The goal of UrbanForm is to provide accurate, efficient, and verifiable zoning information to architects, developers, and contractors; managing their process of acquiring zoning information and allowing them to spend their time and energy solving other problems in the built environment.

UrbanForm automatically isolates the relevant regulations, hides the irrelevant ones, calculates the spatial formulas, gathers and documents the sources, and makes it all accessible from a single point of access, available anywhere with an internet connection and a web browser.


With UrbanForm, it no longer takes days, or even weeks for a building professional to acquire zoning information, it takes seconds. UrbanForm is one digital process that replaces a hodgepodge of manual and analog processes.


We do this by using software AI, in conjunction with teams of analysts with degrees in architecture and urban planning, and the continual training, iteration, and improvement of our AI software through customer feedback.

UrbanForm is currently available in Seattle, Portland, and San Diego. More cities are coming soon

We are not going to tell you that UrbanForm is perfect. It’s not a silver bullet that will usher you straight through the issuance of a building permit (we’re working on that). And it's only one piece of the vast puzzle that needs to fit together in order to make any one building happen, let alone a city. But it’s already much, much better than the alternative. And it’s going to continue to get better.


UrbanForm’s customers are architects, developers, and contractors.
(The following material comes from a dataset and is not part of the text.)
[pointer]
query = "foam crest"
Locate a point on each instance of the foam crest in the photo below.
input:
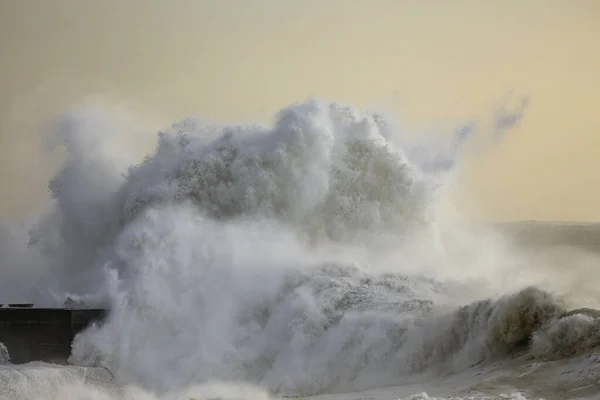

These are the professionals who create the buildings and cities where we spend most of our lives. There are a lot of problems to address in our real, built environment, and that is why UrbanForm is dedicated to supporting these professionals.


We can’t put money in their pockets. But we’re doing the next best thing, by providing a tool that will save them time, allow them to focus on doing better work, and address the larger issues that will allow them to flourish. And our belief is that our built world will flourish as a consequence.

An all-staff meeting at one of UrbanForm's customers, Bora Architects

Architects currently make up our largest customer segment. That’s how you know that UrbanForm works. Architects are typically responsible for getting the zoning information correct, and their professional livelihoods are at stake. It’s not something that we take lightly.


We’re proud to partner with these professionals to make sure that as much energy, attention, and effort is spent making the best buildings and cities possible.


That’s UrbanForm’s mission: better buildings and cities.